Exploring the Latency/Throughput & Cost Space for LLM Inference // Timothée Lacroix // CTO Mistral

Рет қаралды 18,608

Күн бұрын

Пікірлер: 20

@iandanforth Жыл бұрын

There seems to be a mistake in the cost estimate at 21:53. It uses the price for the A10 but the throughput of the H100. I believe the actual cost estimate would be $48, not $15.

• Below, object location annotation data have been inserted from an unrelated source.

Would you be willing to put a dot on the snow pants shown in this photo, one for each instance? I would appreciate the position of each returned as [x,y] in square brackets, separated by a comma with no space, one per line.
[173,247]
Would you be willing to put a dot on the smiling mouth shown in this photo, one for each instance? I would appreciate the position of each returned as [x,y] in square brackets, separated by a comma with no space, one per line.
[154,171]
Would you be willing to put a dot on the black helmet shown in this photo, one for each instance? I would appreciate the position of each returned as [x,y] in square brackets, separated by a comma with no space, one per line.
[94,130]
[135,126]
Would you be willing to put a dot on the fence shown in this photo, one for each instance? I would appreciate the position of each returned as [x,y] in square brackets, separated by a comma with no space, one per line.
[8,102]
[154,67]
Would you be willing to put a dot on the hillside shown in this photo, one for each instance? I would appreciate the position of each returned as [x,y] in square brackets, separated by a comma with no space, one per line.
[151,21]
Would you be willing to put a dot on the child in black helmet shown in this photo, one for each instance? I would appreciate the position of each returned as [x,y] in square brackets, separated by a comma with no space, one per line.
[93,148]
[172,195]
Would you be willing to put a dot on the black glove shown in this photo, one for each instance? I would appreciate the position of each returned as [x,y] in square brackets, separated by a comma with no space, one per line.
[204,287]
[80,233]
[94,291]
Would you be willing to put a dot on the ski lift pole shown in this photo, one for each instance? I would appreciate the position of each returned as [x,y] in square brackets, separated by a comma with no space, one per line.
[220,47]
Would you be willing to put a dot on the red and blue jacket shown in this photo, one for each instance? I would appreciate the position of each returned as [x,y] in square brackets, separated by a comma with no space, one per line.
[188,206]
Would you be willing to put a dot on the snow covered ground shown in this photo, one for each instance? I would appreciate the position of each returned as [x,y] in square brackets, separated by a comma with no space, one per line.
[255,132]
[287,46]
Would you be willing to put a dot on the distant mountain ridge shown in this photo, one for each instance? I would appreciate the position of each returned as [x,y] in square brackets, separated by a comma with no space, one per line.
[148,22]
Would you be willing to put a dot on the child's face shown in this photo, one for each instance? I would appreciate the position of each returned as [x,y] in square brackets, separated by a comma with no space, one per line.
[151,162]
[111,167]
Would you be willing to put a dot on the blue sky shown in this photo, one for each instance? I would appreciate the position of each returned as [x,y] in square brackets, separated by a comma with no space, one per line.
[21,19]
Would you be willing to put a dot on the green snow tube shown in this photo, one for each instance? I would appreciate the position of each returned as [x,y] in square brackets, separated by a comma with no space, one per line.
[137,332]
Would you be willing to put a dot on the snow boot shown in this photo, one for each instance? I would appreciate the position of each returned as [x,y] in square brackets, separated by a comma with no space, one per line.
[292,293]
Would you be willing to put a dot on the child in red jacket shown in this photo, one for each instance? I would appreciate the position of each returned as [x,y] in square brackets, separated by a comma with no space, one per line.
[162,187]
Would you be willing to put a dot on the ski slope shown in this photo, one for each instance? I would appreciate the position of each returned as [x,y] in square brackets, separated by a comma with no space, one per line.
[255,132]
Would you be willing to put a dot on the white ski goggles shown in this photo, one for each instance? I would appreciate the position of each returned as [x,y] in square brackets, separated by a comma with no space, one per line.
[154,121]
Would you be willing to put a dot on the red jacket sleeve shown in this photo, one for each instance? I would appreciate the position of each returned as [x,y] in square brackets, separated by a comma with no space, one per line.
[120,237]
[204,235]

@evermorecurious91 Жыл бұрын

This is gold!!!

@mndflctzn Жыл бұрын

This is awesome. Thanks for sharing super useful

@eduardoalvarez7152 Жыл бұрын

The math around 6:50 for A100 batch size isn't working out. It would be great if the values used to calculate the 400 batch size were provided. Based on the equations provided for compute time and model load time, the point of intersection is Flops/(2*MemoryBand) NOT the (2*FLOPS)/MemoryBand which is in the video.

@TheAIEpiphany 8 ай бұрын

I believe it was just a piece of napkin math: in reality he didn't count in KV cache at all in the P / mem bandwidth line which is a function of sequence length. That seems like the biggest approximation error I see here? For the second line he discounted attention FLOPs and used just MLP FLOPs (the error of this approximation increases as the sequence grows, depends on the model size you're using e.g. for 7B model with a big sequence length, that term might actually be important). Additionally the peak flops is a function of the data type and the operation you're executing, he's assuming bf16/fp16 which is what Mistral 7B is using, that gives you ~312 TFLOPs/s for A100. All in all this is useful if you understand exactly the assumptions he's making.

@Venkat2811 8 ай бұрын

@@TheAIEpiphany Yes, I was looking for KV cache as well. Your explanation makes sense.

@iogbole 4 ай бұрын

The right continous profiling solution can help you find B* --> 7:23 with much less effort. 18:23 is where the power of low-level tracing with eBPF comes in; otherwise, the performance overhead is simply too high.

@frank96997 Жыл бұрын

Great talk! is there link to the slides for this talk?

@janilbolswong1953 Жыл бұрын

@5:40 why do we need to load the entire model all the time? can't we just load once? If so, we might lower the needs of memory movement, and the intersection would shift left

@attention42 Жыл бұрын

I guess "memory movement" mean movement from GPU memory(HBM) to GPU computing component. Model parameter stored in GPU memory not in compute component. So for computing model parameter moved from HBM to compute component every forward pass.

@fraternitas5117 9 ай бұрын

yes, it needs to be loaded in the gpu all the time. advanced users optimize their applications by sending an equal number of bytes as the memory maximum to optimize the utilizations of all memory in the clock cycle.

@boussouarsari4482 11 ай бұрын

It's possible that I'm misunderstanding, but given our use of a significantly large key-value cache (2GB multiplied by the batch size), can we still assert that the memory bandwidth is solely influenced by the model's weights?

@yaxiongzhao6640 7 ай бұрын

The KV cache's size is directly from the attention layer's size, which in turn is in proportional to model weights' total count So model weights still proportionally determines the kv cache size, thus the statement.